Porous coordination network (porous coordination polymer or metal organic frameworks) have mainly studied as thermodynamically assembled structure. However, before reaching to the thermal equilibrium, the system go through many intermediate states. If we use such an intermediate, we can achieve different structures which is not available under the thermodynamic conditions. Moreover, kinetic control can create "interactive site" in a pore. Such pores can be utilized for unique absorption, separation, reaction, physical properties, and so on. Recently we have started to synthesize new ligands and study porous coordination network which has redox properties.


-Reactions in Nano-space-

 We not only synthesize the porous network but also observe reactions using pore and mechanism. Especially we use in-situ X-ray analysis and try to “see” the reaction. “Seeing is believing” is our key ward.

-Properties of Nano-space-

 Generally, porous coordination network is insulator because of large band gap. However if we can control the redox potential of ligands, we can achieve conductive porous network. We study the basic physical property of it. It is difficult to figure out the physical property because of the solid state measurement. We combine many kinds of analysis and keep on trying.

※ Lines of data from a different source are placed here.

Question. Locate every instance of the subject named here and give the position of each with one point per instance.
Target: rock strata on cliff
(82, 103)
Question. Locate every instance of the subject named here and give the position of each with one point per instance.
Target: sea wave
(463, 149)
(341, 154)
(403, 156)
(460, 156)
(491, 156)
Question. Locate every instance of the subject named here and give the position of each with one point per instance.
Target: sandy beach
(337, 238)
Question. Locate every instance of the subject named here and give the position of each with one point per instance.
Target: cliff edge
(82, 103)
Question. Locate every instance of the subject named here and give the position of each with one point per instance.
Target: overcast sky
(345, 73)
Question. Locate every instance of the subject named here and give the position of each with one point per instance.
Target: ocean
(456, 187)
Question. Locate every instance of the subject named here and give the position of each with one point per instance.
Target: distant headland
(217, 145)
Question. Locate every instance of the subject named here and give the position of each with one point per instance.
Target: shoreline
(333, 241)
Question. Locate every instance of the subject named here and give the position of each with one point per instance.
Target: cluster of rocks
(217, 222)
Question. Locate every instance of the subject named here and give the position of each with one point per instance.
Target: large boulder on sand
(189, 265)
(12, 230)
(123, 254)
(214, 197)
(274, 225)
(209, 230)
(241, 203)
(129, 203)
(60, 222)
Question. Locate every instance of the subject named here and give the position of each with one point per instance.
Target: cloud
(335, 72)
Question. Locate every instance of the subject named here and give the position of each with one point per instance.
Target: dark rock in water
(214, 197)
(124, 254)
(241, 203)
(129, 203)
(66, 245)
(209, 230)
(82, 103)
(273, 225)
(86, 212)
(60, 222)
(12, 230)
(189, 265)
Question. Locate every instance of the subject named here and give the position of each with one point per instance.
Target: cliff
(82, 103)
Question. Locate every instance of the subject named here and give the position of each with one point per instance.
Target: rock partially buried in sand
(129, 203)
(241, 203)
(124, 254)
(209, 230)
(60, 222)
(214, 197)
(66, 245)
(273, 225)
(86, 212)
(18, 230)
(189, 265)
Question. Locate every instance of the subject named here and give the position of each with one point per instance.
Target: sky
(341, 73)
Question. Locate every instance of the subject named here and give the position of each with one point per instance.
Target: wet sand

-Device fabrication using Nano-space-

Crystalline materials with nano space are good candidates of device because of its high surface area to produce high sensitivity and guest selectivity. Especially porous materials with redox activity has conductivity which is anisotropic. We are producing sensors by fabricating thin film using these properties and investigating sensing mechanism with molecular level.

-Ab initio structure analysis of crystalline and amorphous materials-

We characterize the synthesized materials by X-ray diffractions. Meta stable state often shows phase transition with large structure and properties change. Our target for structure analysis is diverse such as single crystals, crystalline powder, and amorphous. To determine the structure by ab inito method, we use X-ray (laboratory or synchrotron). Especially ab initio X-ray powder diffraction structure analysis requires special crystallographic knowledge. However, sometimes, the materials with interesting properties is obtained as only powder, so, we use ab initio XRPD method to determine the crystal structure of such materials. Furthermore, we have started the investigation of amorphous phase using total scattering and EXAFS. We characterize solid materials from micro to macro size.